12. The composite as claimed in claim 10, which further exhibits increased strength under shear deformation or applied stress(es).

13. (canceled)

14. (canceled)

15. (canceled)

16. (canceled)

17. (canceled)

18. (canceled)

19. (canceled)

20. (canceled)

21. (canceled)

22. (canceled)

23. (canceled)

24. A composite which comprises a shear thickening fluid (STF) combined with a scaffold material wherein the STF comprises a suspending fluid and particles suspended in said suspending fluid and the particles are colloidal particles having a particle size less than about 10 microns.

25. The composite as claimed in claim 24, wherein the scaffold material is an open cell or closed cell foam.

26. The composite as claimed in claim 24, wherein the scaffold material is a porous scaffold material.

27. The composite as claimed in claim 24, wherein the scaffold material is expanded polytetrafluoroethylene (ePTFE), or microporous or expanded polyethylene, an engineered porous plastic or rubber, where inclusions are available to be filled partly or completely with STF.

28. The composite as claimed in claim 24, wherein the scaffold material is an expanded porous natural material.

29. The composite as claimed in claim 28, wherein the scaffold material is wood, porous stone or skeletons of marine organisms.

30. The composite as claimed in claim 1, where the immiscible matrix material is a crosslinkable resin that forms a solid upon crosslinking.
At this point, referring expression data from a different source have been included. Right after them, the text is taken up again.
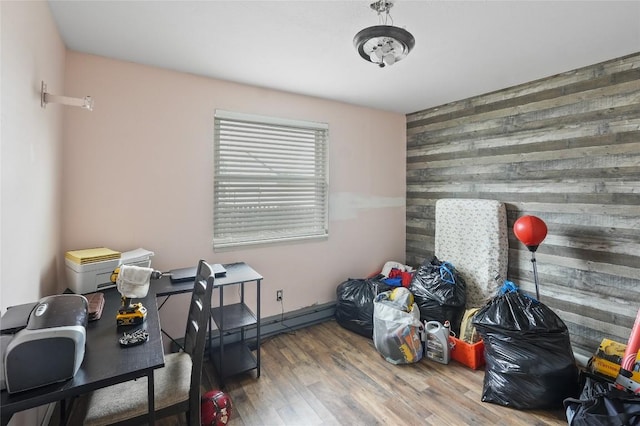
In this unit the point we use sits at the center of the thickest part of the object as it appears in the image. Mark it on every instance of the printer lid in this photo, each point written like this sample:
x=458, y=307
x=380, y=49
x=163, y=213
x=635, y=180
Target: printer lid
x=16, y=318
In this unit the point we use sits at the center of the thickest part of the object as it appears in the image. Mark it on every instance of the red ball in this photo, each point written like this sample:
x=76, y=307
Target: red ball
x=215, y=408
x=530, y=230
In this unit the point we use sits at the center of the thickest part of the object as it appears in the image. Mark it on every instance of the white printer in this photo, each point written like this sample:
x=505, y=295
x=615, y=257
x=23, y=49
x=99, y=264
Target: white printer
x=51, y=347
x=93, y=272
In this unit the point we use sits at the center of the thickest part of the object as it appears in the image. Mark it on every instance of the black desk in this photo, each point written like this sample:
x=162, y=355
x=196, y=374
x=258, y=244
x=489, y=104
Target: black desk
x=105, y=363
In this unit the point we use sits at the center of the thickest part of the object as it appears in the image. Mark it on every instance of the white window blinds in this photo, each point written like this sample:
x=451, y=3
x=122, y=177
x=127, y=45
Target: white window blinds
x=270, y=180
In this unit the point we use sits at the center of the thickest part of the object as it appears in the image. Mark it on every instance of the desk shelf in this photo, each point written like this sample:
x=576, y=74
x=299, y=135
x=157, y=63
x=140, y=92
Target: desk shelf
x=234, y=358
x=237, y=358
x=232, y=317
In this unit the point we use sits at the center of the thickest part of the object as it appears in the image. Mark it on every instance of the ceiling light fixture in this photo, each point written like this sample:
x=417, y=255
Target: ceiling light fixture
x=48, y=98
x=383, y=44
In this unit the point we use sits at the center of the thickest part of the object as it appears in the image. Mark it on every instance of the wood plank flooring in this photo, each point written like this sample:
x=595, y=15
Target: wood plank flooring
x=326, y=375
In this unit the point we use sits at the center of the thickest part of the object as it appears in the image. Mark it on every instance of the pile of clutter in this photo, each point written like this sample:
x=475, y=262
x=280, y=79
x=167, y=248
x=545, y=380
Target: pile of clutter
x=422, y=313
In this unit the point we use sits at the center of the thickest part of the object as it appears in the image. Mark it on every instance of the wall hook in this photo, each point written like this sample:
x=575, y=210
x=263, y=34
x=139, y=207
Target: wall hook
x=48, y=98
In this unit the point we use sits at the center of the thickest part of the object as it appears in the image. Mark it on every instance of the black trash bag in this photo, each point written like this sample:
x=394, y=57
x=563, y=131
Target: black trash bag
x=528, y=355
x=354, y=308
x=440, y=293
x=601, y=404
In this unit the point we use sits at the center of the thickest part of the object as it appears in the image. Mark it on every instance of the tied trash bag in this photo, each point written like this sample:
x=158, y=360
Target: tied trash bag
x=397, y=327
x=439, y=291
x=601, y=404
x=354, y=309
x=528, y=355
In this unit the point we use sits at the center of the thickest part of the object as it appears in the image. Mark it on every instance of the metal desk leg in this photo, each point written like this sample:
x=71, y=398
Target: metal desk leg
x=151, y=398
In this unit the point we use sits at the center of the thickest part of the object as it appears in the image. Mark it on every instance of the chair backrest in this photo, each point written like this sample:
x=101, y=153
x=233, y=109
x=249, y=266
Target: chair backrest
x=196, y=333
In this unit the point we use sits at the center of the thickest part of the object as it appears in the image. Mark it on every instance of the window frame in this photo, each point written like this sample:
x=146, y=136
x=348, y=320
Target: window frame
x=293, y=187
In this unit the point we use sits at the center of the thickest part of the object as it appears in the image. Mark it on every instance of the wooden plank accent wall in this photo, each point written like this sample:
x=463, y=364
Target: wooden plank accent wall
x=566, y=149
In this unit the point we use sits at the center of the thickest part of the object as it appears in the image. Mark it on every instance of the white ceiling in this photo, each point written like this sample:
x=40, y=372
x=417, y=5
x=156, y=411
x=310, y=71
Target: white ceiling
x=463, y=48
31. The composite as claimed in claim 1, where the immiscible matrix is a resin and foaming agent such that it can be cured to form a foam.

32. The composite as claimed in claim 1, wherein the immiscible or partially miscible matrix material is a molten polymer, or resin that can be foamed or crosslinked.

33. The composite as claimed in claim 1, wherein the immiscible or partially miscible matrix material is a polyurethane, an epoxy or UV curable resin.

34. The composite as claimed in claim 1, wherein the immiscible or partially miscible matrix material is an elastomeric or elastomeric gel material or silicone gel.

35. The composite as claimed in claim 1, wherein the immiscible or partially miscible matrix material is a polyolefin.

36. The composite as claimed in claim 1, wherein the immiscible or partially miscible matrix material is a polyethylene, polypropylene, nylon, polymethylmethacrylate, polyvinylchloride, polyethylene terephthalate (PET) or polycarbonate.

37. A conformable padding which comprises the composite as claimed in claim 1.

38. A cast material which comprises the composite as claimed in claim 1.

39. A seat cushioning or neck support which comprises the composite as claimed in claim 1.